Bracebridge Hall, or The Humorists eBook

This eBook from the Gutenberg Project consists of approximately 476 pages of information about Bracebridge Hall, or The Humorists.

Bracebridge Hall, or The Humorists eBook

This eBook from the Gutenberg Project consists of approximately 476 pages of information about Bracebridge Hall, or The Humorists.

No sooner was Dolph received into the doctor’s family, than he was put in possession of the lodging of his predecessor.  It was a garret-room of a steep-roofed Dutch house, where the rain patted on the shingles, and the lightning gleamed, and the wind piped through the crannies in stormy weather; and where whole troops of hungry rats, like Don Cossacks, galloped about in defiance of traps and ratsbane.
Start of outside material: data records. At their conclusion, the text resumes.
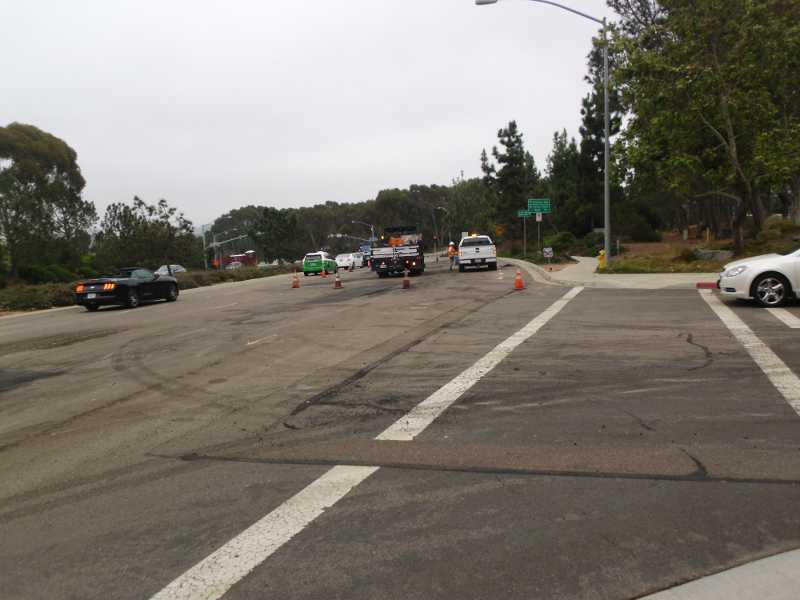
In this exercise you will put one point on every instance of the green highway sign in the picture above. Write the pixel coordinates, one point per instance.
(539, 205)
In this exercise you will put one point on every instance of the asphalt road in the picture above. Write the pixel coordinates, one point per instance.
(606, 444)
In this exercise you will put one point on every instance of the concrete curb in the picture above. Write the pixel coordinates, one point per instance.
(773, 578)
(538, 274)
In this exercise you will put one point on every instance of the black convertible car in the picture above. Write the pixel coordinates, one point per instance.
(130, 287)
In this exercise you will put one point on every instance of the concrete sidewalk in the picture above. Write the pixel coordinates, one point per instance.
(773, 578)
(583, 273)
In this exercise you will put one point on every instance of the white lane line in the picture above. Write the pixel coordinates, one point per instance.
(423, 414)
(223, 306)
(264, 339)
(781, 376)
(38, 313)
(216, 574)
(185, 333)
(786, 317)
(212, 577)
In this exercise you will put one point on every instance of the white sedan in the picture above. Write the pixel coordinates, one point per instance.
(770, 279)
(345, 261)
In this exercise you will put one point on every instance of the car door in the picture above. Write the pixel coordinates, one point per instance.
(147, 285)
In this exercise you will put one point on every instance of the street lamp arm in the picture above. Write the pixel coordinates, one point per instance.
(572, 10)
(551, 3)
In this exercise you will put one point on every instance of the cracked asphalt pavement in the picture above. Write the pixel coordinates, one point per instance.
(631, 443)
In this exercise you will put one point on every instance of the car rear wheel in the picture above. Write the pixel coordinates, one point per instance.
(771, 290)
(132, 301)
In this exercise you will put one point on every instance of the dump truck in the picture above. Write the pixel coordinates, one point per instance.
(399, 249)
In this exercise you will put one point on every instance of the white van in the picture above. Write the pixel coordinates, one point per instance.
(477, 251)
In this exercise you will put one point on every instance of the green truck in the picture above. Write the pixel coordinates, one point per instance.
(316, 262)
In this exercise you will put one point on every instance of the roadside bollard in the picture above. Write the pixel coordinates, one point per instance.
(518, 283)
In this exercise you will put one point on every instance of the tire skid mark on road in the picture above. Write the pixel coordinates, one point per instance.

He was soon up to his ears in medical studies, being employed, morning, noon, and night, in rolling pills, filtering tinctures, or pounding the pestle and mortar, in one corner of the laboratory; while the doctor would take his seat in another corner, when he had nothing else to do, or expected visitors, and, arrayed in his morning-gown and velvet cap, would pore over the contents of some folio volume.  It is true, that the regular thumping of Dolph’s pestle, or, perhaps, the drowsy buzzing of the summer flies, would now and then lull the little man into a slumber; but then his spectacles were always wide awake, and studiously regarding the book.
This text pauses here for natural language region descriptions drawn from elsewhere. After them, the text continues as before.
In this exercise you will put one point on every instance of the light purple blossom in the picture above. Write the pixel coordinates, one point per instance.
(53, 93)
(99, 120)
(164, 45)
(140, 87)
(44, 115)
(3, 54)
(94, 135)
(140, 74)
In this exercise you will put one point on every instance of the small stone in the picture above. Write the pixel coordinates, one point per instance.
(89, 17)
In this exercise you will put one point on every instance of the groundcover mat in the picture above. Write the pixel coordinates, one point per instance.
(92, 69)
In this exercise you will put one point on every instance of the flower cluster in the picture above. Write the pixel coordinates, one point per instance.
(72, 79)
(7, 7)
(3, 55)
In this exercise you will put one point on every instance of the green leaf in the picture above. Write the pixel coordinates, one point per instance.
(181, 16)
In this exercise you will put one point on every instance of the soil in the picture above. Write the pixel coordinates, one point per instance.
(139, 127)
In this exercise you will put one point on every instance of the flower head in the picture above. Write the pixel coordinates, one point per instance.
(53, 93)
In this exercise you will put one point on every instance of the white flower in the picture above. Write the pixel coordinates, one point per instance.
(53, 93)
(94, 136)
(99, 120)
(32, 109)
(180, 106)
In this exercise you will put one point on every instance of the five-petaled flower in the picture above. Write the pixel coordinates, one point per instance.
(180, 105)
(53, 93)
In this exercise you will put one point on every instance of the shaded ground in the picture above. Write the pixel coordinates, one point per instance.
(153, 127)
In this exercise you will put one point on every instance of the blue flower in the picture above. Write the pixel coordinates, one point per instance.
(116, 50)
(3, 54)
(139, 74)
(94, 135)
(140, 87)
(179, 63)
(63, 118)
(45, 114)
There was another personage in the house, however, to whom Dolph was obliged to pay allegiance.  Though a bachelor, and a man of such great dignity and importance, yet the doctor was, like many other wise men, subject to petticoat government.  He was completely under the sway of his housekeeper; a spare, busy, fretting housewife, in a little, round, quilted, German cap, with a huge bunch of keys jingling at the girdle of an exceedingly long waist.  Frau Ilse (or Frow Ilsy, as it was pronounced) had accompanied him in his various migrations from Germany to England, and from England to the province; managing his establishment and himself too:  ruling him, it is true, with a gentle hand, but carrying a high hand with all the world beside.  How she had acquired such ascendency, I do not pretend to say.  People, it is true, did talk—­but have not people been prone to talk ever since the world began?  Who can tell how women generally contrive to get the upper hand?  A husband, it is true, may now and then be master in his own house; but who ever knew a bachelor that was not managed by his housekeeper?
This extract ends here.